We meet again next week and while we return to the IRC on 30 November LGNSW has still not provided any draft of tools and guidelines to discuss when we do meet.

Had a look at the Draft Code of Conduct yet?

The Office of Local Government has prepared a Draft of a proposed new Model Code of Conduct. Remembering that it will become mandatory, so it’s worth a look. Here is a link.

There are significant additions in areas of harassment, discrimination and bullying and proposed 3.9 provides a definition of “bullying behaviour” as “any behaviour in which a person or a group of people repeatedly behaves unreasonably towards another Council official or a group of Council officials and the behaviour creates a risk to health and safety.”

Ooooooo, there is one Council in particular for whom that will be a significant risk. We’ve been dealing with an oppressive and bullying culture now for almost 9 months. Bit by bit the Council throws significant money at treating the unacceptable personal behaviour but also requires employees working under that person to be part of the treatment. Employees have been provided with training and workshops to learn communication skills and assertiveness sufficient to remind the bloke when he is distressing them or employees are in tears in front of him, it’s not appropriate. We can think of a better strategy.
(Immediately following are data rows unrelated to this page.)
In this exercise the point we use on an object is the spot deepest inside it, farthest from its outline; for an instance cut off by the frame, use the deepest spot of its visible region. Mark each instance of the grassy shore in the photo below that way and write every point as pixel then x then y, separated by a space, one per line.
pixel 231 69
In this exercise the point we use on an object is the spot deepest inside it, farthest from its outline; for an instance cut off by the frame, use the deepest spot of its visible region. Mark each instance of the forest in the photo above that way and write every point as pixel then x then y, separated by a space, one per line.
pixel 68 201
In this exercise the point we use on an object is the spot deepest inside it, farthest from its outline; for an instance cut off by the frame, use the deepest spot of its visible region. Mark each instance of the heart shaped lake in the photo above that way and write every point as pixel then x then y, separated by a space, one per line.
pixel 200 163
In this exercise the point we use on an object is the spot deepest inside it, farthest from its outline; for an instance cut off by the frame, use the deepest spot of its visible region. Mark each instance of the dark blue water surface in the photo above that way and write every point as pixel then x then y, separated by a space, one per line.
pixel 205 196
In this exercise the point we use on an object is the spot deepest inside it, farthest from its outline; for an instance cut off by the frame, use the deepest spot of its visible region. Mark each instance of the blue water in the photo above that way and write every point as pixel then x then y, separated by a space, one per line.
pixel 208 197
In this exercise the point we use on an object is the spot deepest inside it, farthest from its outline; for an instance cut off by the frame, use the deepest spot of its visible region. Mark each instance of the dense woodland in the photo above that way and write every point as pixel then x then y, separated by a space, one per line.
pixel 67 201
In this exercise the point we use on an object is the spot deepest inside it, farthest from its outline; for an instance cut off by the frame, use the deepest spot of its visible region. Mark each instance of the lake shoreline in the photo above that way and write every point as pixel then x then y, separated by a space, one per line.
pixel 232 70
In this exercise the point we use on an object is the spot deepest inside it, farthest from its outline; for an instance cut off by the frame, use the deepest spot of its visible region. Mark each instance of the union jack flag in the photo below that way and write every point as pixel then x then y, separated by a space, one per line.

We will be putting in a submission to OLG on the Draft Model Code before the closure date. Obviously we are interested in things like the protection in 5.5 that “the political views of a Councillor do not constitute a private interest for the purposes of clause 5.2” but for staff, the current provision at 7.4 (e) requires staff to “ensure that any participation in political activities outside the service of the Council does not conflict with the performance of their official duties” is intended to continue.

A better protection for the councillors by the look of it, and more restrictions on staff.

And look out for this...

Members need to be aware of the current provision in the Code of Conduct known as the Wollongong provision when it was introduced. It’s found at the section titled “Inappropriate interactions” and prevents at 7.5(i)“Council staff meeting with applicants or objectors alone AND outside office hours to discuss applications or proposals.”
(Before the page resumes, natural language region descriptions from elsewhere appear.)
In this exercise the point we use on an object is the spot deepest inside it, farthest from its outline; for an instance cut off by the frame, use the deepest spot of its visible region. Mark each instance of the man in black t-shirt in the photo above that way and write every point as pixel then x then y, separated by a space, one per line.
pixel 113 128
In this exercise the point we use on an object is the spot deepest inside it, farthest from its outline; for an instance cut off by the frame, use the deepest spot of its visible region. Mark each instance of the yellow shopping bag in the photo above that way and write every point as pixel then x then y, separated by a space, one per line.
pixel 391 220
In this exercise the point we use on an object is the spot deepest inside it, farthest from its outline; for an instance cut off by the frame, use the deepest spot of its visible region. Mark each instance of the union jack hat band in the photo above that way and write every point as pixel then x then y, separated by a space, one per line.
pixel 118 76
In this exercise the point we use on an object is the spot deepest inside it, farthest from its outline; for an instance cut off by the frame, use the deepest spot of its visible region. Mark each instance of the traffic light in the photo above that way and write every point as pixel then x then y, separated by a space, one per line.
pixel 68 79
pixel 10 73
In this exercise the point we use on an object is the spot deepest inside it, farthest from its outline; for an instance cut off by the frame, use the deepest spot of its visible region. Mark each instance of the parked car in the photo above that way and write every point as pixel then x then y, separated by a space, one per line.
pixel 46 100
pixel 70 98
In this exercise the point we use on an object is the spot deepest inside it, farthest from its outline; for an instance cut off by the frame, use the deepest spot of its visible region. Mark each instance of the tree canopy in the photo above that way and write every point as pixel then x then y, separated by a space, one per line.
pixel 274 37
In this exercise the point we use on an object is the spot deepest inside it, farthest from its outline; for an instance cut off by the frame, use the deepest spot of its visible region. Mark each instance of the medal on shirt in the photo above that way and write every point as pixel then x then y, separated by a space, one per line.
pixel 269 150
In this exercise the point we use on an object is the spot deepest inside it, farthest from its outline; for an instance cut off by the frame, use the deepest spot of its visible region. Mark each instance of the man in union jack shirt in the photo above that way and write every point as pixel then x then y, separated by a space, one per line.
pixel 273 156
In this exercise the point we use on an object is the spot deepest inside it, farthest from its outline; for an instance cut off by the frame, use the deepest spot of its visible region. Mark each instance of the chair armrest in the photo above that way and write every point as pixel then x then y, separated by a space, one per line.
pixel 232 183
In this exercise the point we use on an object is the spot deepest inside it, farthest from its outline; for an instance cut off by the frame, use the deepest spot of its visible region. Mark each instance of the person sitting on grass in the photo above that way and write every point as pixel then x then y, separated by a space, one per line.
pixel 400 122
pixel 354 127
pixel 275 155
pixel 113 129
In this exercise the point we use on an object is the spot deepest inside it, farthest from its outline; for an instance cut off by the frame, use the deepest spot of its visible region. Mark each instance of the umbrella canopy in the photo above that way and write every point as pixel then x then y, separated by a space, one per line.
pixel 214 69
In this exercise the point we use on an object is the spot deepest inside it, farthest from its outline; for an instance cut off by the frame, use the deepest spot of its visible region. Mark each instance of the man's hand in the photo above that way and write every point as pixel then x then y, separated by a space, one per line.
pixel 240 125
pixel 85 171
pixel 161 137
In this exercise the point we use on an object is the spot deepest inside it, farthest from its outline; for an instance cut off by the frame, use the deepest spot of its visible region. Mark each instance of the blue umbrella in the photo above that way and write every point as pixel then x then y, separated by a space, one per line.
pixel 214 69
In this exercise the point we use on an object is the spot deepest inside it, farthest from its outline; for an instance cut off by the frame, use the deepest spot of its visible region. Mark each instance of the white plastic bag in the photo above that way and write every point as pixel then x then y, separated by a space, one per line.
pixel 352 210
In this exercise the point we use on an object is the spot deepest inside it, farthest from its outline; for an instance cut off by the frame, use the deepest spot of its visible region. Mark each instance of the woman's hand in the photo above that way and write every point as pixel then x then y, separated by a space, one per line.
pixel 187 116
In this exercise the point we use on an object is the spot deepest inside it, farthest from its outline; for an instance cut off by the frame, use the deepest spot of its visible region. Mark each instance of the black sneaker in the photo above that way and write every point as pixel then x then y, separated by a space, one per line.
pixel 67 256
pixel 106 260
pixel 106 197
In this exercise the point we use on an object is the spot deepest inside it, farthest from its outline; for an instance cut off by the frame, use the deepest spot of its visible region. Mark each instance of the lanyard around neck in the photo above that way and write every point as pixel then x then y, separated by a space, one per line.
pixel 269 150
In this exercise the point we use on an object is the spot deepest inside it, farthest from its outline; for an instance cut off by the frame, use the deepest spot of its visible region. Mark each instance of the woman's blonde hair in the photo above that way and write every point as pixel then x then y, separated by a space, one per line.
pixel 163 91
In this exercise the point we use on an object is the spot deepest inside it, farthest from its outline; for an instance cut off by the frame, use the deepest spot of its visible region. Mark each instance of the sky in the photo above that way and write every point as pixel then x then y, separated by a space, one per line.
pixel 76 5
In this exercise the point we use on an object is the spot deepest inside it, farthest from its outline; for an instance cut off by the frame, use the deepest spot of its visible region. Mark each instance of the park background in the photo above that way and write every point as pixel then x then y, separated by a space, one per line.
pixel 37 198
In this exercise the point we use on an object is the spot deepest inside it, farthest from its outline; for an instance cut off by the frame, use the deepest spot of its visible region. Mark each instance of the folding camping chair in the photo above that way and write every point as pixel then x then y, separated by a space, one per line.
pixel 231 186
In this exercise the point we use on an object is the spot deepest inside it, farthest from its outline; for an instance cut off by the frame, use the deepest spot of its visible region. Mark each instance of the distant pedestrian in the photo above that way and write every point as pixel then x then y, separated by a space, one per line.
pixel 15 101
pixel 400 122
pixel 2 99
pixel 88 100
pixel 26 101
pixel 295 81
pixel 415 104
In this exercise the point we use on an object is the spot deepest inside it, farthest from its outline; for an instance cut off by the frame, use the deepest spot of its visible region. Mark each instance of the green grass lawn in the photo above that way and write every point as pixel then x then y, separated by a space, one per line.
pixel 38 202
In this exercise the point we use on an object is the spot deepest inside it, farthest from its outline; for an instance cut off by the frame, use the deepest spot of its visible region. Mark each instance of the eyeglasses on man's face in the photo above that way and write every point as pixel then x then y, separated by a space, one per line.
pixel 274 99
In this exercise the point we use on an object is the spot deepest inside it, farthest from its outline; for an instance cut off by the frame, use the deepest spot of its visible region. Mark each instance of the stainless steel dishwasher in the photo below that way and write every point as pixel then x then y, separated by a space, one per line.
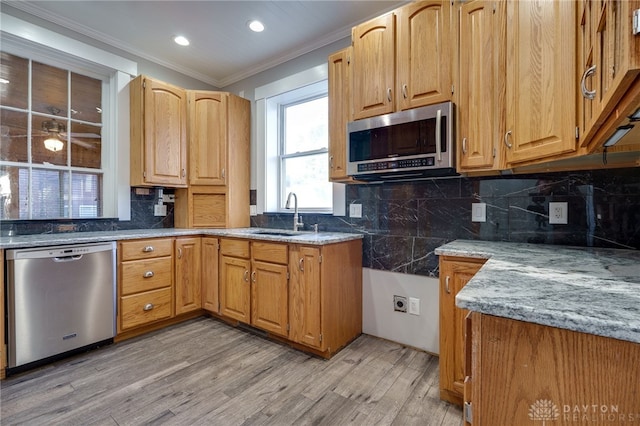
pixel 59 299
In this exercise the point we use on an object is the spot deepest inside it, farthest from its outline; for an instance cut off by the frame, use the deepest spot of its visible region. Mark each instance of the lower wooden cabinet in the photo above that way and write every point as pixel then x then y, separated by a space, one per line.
pixel 455 272
pixel 209 274
pixel 524 373
pixel 145 282
pixel 188 282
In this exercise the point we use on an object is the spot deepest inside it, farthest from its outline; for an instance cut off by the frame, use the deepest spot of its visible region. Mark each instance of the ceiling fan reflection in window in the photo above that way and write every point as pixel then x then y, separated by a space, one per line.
pixel 56 135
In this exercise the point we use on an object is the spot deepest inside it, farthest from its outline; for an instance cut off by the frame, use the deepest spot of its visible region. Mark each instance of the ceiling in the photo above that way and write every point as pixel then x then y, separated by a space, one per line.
pixel 223 50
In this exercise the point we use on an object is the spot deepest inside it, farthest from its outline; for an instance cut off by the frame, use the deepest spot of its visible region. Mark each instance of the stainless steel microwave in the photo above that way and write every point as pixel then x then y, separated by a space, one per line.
pixel 403 145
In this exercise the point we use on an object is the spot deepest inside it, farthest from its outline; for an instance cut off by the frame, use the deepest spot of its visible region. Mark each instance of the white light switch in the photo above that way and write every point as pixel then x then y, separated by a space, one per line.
pixel 355 210
pixel 478 212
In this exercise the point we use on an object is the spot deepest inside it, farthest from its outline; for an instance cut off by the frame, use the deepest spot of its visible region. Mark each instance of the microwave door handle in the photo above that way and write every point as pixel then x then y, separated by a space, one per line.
pixel 438 132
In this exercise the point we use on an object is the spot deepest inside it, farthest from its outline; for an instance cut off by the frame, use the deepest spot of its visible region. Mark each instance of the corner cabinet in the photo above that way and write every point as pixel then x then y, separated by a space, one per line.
pixel 455 272
pixel 540 42
pixel 188 283
pixel 158 145
pixel 402 60
pixel 218 194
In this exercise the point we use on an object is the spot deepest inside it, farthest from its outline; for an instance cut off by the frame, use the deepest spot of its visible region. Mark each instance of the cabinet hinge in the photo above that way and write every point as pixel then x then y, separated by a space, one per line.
pixel 468 412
This was entirely appropriate when it went into the Model Code because the ICAC had revealed Council staff working away from the office and outside hours. Everyone assumed it prevented Council staff not meeting with developers outside hours and off the premises.
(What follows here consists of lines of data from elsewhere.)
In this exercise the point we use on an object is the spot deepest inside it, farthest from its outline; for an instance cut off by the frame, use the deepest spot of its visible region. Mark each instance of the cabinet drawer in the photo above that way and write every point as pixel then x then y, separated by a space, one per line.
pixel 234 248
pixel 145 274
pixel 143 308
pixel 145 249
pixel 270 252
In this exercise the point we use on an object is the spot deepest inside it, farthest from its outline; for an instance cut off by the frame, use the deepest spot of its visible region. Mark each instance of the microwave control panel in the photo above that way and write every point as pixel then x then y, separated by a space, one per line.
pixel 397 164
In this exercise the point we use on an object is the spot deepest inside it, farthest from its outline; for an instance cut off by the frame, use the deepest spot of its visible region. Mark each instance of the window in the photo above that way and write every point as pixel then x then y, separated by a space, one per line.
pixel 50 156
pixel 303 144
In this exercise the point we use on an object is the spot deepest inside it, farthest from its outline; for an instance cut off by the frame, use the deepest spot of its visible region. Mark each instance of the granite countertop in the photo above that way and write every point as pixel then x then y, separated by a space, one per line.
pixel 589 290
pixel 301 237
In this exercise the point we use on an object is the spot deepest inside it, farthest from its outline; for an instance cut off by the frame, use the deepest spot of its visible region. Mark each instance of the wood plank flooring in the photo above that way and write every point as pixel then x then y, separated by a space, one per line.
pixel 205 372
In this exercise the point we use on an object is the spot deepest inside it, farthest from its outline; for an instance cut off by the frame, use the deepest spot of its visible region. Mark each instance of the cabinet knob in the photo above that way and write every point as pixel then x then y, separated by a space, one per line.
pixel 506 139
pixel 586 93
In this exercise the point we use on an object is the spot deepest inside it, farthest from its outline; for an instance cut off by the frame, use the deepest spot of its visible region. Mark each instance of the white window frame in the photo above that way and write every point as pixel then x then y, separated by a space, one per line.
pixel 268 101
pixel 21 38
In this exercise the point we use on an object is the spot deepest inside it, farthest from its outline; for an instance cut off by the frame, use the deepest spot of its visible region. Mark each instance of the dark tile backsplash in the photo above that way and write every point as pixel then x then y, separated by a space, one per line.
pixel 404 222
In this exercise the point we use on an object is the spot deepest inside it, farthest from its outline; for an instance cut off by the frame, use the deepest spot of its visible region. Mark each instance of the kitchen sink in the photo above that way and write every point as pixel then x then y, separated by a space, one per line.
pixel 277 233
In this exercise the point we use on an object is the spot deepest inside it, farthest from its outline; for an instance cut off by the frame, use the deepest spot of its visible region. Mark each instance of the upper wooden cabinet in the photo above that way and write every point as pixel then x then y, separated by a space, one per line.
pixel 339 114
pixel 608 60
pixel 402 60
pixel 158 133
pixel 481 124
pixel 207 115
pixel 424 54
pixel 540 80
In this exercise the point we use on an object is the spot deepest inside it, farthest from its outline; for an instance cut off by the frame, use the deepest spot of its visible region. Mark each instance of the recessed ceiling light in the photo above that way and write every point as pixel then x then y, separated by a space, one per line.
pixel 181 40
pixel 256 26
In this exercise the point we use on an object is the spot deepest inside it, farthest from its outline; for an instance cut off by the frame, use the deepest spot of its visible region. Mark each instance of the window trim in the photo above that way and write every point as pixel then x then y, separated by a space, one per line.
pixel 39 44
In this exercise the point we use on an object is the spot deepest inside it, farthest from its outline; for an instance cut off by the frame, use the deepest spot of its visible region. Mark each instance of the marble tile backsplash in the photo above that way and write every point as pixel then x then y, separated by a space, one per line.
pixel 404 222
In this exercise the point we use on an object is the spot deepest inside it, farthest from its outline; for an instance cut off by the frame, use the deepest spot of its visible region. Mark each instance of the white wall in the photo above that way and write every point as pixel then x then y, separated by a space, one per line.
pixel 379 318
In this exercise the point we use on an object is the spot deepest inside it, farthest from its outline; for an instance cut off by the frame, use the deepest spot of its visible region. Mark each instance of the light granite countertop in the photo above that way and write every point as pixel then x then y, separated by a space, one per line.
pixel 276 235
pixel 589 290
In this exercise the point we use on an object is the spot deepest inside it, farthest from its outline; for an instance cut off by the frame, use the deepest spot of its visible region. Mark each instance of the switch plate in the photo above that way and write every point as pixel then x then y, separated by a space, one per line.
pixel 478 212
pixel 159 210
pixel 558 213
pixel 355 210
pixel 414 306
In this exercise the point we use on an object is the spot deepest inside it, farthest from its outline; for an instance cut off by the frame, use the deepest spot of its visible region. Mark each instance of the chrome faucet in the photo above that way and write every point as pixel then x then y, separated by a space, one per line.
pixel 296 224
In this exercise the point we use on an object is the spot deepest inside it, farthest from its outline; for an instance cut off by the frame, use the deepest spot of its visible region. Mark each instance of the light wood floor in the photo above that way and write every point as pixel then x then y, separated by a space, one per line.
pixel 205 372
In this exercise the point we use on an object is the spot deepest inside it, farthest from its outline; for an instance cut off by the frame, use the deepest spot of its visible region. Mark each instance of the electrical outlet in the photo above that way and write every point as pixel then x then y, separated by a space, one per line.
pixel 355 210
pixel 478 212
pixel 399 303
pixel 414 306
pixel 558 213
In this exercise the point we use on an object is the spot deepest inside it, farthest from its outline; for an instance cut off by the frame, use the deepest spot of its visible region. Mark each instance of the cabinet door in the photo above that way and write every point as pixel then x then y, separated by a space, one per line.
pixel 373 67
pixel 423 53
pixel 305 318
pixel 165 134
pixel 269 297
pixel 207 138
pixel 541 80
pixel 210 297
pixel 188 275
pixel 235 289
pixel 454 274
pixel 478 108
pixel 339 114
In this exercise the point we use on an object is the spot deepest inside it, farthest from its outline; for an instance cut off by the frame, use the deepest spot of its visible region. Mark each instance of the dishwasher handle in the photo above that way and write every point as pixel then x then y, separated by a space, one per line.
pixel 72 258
But we are aware of at least one Council which has taken the view that this, in its broadest interpretation, prevents employees of the Council when they are not working (that is, out of hours or on weekends) giving advice or assistance to friends and family in any dealing with the Council.

And when we checked this interpretation with the Office of Local Government, they agreed that in a broad sense that kind of activity could be affected. WTF?

Beware of this risk. Everyone needs to check whether their Council reads this provision as broadly as this before you help your Mum get an application together.

We will deal with the unreasonably broad interpretation of this provision in our submission.

Is that the time?

Almost December, can that be right? As extraordinary as it might sound, 2017 has seen what can only be described as an outbreak of pretty good behaviour by HR. Maybe the mergers preoccupied people with developing PDs, recognising protections of staff while consolidating practices as best they can, or something’s gone in the drinking water, or my presentation as part of a panel at the LGNSW HR conference the end of 2016 was so beguiling, instructive and compelling that those HR people present were transformed and started to look after the interests and welfare of employees, instead of just seeing them as targets, or possible cost savings.

But something has happened - to the extent that sometimes we wonder what we’ll do in December when we need to announce our prestigious, authoritative and highly-anticipated Worst HR In Local Government Award - more popularly known as the Golden Turd.